Christopher Citro + Dustin Nightingale

Two Poems

A Fern Uncurling in Her Skull Is Not an Answer Or a Reflection

She steps out, sees the stars hurrying to make shapes. Inches beneath the lawn, beating hearts passing like a river. Herons and beating hearts and terrible rock music in the light bulbs above the heads of missing persons. Those worms with 98 percent of my DNA, I want to say why did I ever eat you to disgust people. She's thinking of peaches, stacked in a line across the sink. One speck of light stuck outside each. Lifting one at a time to her ear as if they would this time tell the truth. I ate the worms with a robot gut and today I hear preacher, preacher, preacher, where did you slump? She spills into the backyard like foam, apologizing to no one. A window frame with the glass bust out. In the sky, holes on a skin where the light gets through and her tongue coming out in little flicks. A chair, an archer, a fruit tree leaning to the earth and it won't stop.

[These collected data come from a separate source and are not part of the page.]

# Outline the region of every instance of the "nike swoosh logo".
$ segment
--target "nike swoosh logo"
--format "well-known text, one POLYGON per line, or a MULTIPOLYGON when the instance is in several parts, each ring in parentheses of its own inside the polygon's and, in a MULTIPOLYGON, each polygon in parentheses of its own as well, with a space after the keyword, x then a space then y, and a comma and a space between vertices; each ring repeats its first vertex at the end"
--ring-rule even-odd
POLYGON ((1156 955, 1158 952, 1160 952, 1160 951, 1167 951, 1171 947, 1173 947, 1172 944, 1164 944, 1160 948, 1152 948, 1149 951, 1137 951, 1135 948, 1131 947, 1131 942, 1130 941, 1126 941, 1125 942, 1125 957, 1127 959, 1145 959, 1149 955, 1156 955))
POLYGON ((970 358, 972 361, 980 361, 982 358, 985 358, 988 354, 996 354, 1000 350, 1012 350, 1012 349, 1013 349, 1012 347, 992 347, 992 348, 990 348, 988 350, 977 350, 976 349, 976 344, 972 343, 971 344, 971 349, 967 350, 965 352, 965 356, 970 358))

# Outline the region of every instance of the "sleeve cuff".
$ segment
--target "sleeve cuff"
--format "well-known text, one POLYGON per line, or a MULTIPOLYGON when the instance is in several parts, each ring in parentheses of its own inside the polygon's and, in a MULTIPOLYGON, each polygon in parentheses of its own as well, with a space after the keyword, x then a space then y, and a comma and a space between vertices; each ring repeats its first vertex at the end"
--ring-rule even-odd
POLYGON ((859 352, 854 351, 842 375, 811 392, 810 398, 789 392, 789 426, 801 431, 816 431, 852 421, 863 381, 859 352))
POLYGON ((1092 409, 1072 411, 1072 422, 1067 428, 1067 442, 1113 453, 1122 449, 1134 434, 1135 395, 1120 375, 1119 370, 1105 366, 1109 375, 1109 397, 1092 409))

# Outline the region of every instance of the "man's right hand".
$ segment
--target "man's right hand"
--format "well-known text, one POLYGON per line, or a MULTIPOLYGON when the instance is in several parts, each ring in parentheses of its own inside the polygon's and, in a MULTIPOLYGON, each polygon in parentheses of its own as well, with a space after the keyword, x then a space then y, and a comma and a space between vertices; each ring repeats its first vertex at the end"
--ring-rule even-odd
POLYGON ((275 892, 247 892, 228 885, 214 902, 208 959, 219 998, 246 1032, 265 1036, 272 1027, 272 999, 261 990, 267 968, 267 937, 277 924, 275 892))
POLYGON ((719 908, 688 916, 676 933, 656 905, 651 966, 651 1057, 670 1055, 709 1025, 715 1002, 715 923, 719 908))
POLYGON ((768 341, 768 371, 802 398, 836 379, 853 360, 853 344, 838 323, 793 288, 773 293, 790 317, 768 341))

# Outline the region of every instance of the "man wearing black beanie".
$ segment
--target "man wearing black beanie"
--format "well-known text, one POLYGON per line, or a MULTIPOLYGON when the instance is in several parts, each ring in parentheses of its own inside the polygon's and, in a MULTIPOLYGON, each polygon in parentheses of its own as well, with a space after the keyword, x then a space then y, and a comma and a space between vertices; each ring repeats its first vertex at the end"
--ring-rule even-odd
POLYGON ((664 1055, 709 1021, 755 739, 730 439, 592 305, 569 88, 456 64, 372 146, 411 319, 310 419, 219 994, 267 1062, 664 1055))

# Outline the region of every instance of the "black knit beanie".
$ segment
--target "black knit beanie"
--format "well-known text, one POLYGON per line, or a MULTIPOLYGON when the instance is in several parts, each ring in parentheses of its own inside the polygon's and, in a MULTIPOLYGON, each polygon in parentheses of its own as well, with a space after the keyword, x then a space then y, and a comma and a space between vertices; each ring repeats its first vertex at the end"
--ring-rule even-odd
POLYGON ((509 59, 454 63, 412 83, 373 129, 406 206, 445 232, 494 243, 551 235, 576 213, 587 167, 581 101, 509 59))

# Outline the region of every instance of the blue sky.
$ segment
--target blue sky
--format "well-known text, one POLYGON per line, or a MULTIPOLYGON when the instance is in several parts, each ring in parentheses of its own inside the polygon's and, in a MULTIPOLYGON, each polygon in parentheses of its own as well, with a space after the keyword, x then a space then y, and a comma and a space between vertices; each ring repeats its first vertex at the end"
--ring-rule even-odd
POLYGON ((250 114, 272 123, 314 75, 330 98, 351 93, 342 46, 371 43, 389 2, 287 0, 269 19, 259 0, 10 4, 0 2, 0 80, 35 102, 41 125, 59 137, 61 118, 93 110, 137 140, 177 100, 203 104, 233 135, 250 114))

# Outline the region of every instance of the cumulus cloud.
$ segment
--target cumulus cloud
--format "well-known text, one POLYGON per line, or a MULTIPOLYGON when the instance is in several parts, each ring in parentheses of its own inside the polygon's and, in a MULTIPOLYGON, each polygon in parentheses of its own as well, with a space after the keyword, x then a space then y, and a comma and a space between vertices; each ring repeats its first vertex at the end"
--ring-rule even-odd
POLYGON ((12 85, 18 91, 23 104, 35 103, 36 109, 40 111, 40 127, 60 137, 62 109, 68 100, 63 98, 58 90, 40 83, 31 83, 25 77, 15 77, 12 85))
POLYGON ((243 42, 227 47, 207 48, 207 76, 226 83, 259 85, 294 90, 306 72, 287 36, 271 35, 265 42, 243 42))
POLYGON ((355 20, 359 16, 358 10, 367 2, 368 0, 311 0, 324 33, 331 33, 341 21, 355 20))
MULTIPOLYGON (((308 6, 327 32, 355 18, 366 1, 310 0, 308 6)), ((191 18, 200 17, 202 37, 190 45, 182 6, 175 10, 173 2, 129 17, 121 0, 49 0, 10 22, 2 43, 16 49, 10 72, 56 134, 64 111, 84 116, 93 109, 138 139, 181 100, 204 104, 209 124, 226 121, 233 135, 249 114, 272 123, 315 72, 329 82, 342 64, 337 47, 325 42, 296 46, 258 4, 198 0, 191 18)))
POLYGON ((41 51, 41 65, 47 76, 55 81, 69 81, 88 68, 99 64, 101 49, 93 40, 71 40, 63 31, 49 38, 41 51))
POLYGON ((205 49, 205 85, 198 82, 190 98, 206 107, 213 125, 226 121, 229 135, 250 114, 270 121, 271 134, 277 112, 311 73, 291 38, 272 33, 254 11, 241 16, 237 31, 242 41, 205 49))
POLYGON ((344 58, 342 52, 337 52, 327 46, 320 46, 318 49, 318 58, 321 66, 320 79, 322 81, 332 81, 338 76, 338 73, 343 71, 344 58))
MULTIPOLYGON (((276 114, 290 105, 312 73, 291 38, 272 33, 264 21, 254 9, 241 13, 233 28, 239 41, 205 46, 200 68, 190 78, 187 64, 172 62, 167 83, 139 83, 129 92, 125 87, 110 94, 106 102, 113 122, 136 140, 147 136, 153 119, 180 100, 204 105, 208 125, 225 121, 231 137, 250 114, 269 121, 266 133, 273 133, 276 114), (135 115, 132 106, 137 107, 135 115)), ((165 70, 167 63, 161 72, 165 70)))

I Love Where I Am Right Now

I'm ripe. I'm waiting for the new jet planes to fall on my fat head. I picture clouds that keep an eye on me just waiting for the chance. It's quiet now, except for the ringing in my ear. The birds and monkeys have stopped talking so pay attention. What falls to the floor has nothing to do with nets in the sky. A family of prehistoric palms whose seeds people grind to flour, with a neurotoxin that slowly kills their brains. Running about on sand with bellies full trying to keep the wing shadows on their foreheads. I am also too slow. Taken out, loved until I no longer fit back into the bag. Imagine every day I wake up I am happy that I woke up. The low whine of lawnmowers, a cloud of biting insects hanging from little strings. Blow me out of the way on your way in to me.